Granny flats could help ease homelessness and affordability issues, but they are not a panacea, experts warn.

Are Granny Flats the Answer to the Homelessness Crisis?

Carrie Rossenfeld Residential & Mixed Use

The lack of affordable housing in Southern California is a growing problem to which many in the real estate industry are trying to create solutions. Scarce available land on which to build, combined with a morass of development-slowing legislation, the construction-labor shortage, and high material costs have only made matters worse.

None of this is helping to stem the burgeoning homelessness crisis, and it could even trigger an exodus of well-paying jobs from the region and state, forcing local governments to consider creative solutions to this intractable problem, according to ATTOM Data Solutions. In this month’s housing news report from the Irvine, California–based firm, SVP Daren Blomquist cites a trio of California laws that took effect in January 2017 designed to streamline the building of accessory dwelling units (ADUs or granny flats). The laws, SB 1069, AB 2299, and AB 2406, encourage cities to ease some of the common hurdles to the permitting and building of accessory dwelling units (ADUs) — most notably parking requirements, setback requirements, and utility connection fees.

Those laws also preceded a spike in ADU building permits in the state, according to an ATTOM Data Solutions analysis of Buildfax data. California had 4,352 ADU building permits in 2017; the second-highest state was Oregon with 1,682.

But in Portland — the city with the most ADU building permits in 2017 at 1,540 — some say the promise of ADUs as an affordable housing solution has fallen flat. ATTOM Data quotes local developer, local real estate investor, and developer Justin Grubb as saying, “Portland is one of those cohesive love-thy-neighbor, liberal type of towns. Let the homeless guy live in your backyard.

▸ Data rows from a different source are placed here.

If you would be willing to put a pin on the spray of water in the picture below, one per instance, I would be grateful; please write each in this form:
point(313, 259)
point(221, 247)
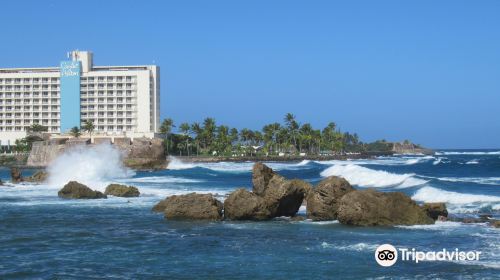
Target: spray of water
point(94, 166)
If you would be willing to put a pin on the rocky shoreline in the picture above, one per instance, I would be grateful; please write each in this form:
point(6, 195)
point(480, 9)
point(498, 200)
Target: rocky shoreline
point(213, 159)
point(274, 196)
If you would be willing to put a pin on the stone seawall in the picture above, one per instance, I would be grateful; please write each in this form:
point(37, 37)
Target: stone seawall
point(138, 153)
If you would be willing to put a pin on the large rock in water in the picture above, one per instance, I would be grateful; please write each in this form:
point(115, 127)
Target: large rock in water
point(193, 206)
point(75, 190)
point(373, 208)
point(121, 190)
point(38, 177)
point(16, 175)
point(261, 175)
point(160, 206)
point(272, 196)
point(284, 197)
point(244, 205)
point(323, 201)
point(434, 210)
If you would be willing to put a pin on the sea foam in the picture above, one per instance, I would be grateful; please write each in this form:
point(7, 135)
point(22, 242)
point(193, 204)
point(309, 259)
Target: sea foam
point(365, 177)
point(430, 194)
point(93, 166)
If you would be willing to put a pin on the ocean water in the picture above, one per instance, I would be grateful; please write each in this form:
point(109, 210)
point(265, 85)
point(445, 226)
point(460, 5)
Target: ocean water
point(42, 236)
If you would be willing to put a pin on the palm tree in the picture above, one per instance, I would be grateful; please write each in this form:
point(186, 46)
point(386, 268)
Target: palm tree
point(89, 126)
point(37, 128)
point(209, 128)
point(166, 128)
point(292, 126)
point(185, 128)
point(75, 132)
point(197, 130)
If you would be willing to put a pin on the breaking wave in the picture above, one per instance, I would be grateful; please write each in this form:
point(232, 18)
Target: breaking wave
point(176, 164)
point(365, 177)
point(468, 153)
point(94, 166)
point(430, 194)
point(476, 180)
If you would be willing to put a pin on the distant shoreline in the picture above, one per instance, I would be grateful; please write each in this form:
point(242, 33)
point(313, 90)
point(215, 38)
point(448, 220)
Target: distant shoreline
point(209, 159)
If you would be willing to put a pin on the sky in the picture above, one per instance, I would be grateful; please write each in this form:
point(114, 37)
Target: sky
point(428, 71)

But there was a certain naivete to letting someone live on your property.” According to Grubb, Portland made a big push for more ADUs about three to five years ago, promoting them as a way to create more affordable housing in the city. “They discounted the cost for permitting the ADU. … They really were encouraging them,” he said, noting that his firm initially jumped on the ADU bandwagon. “We were doing them, we were putting ADUs in the basement; we weren’t ever doing stand-alones.”

But then some realities hit for homeowners and real estate developers — particularly in predominantly single-family residential areas attractive to families, according to Grubb, who said that because single-family homes in Portland tend to fall on the smaller side, it severely limits the size of the ADU that could be built given that an ADU cannot exceed 30 percent of the existing home’s square footage. This could become a problem in Southern California as well, especially since land scarcity and high costs could lead to smaller homes being built.